23 racers entered as of 02/15/08 

PSD GASSER TUNE UP RUN 

We would like to host a race for everyone on the forum. This would be a proxy style type of race. Your car, Our drivers. No one at our track is eligible to run this race with their own cars. Strictly out of town cars. To determine who drives each persons car for each round, we will draw names from a hat. 

March 15th Tune up run 
April 12th Gasser Nationals 

First we would like to see if there is any interest for this. Second, we would like everyone’s input on rules. I would like to keep this a low dollar race. As stated the first race will be a tune up run. I’ll take notes and post on the forum how each car did and suggest improvements. After the tune up run we will send cars back to the owners for them to tune up rebuild or ?. In April we will host the real deal “The Gasser Nationals” . Send your car back for this. 

Sending one car 1st class mail cost around $2 if you have a small box. Insurance and confirmation are suggested. I’ll see if I can get all the postage rates with insurance and confirmation prices. The only cost to you will be the price to ship it here and to ship it back. This race will be for bragging rights. So.......... 
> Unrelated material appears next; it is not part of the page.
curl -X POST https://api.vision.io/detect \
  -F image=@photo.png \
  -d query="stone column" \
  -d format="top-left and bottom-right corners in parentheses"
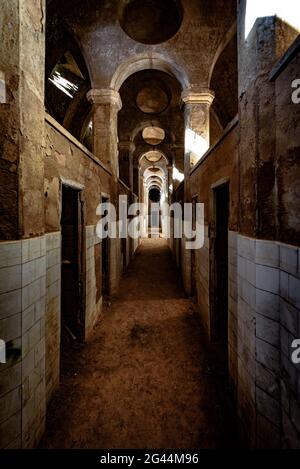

WHO'S GOT THE BADDEST GASSER OUT THERE? 

Sponsors: :woohoo:

http://tsshobbies.com/


----------



## CJ53 (Oct 30, 2007)

Tom 
Thanks for posting this up!
For the rest of the HT gang,, This is going to be a great event! The members at the track are not allowed to enter, they will serve as Drivers for the cars for this event, each car will have a random driver for each pass. 
We have tried to keep it simple and inexpensive to participate. 
Sam and the guys from Psychoslots are good guys! 
Come on over and check it out.. 
Chris


----------



## CJ53 (Oct 30, 2007)

Sure would like to see some more of the Hobbytalk guys show up for this one!


----------



## vaBcHRog (Feb 19, 2003)

Sounds very cool. Look forward to seeing your rules.

Do you even need drivers? Looks like you could just turn the power on, if there is a dead strip at the end of the track? Just some thinking out loud?


----------



## johnbalich (Feb 6, 2008)

*drivers?*

yes drivers are part of the mix............Reaction time is of course a biggie, and can lead to countless Monday Morning discussion about quicker cars losing. That's not all a BAD thing. Also,in spite of wheelie bars and traction magnets, some cars must be feathered on launch to avoid deslotting or wild power robbing fishtailing.


----------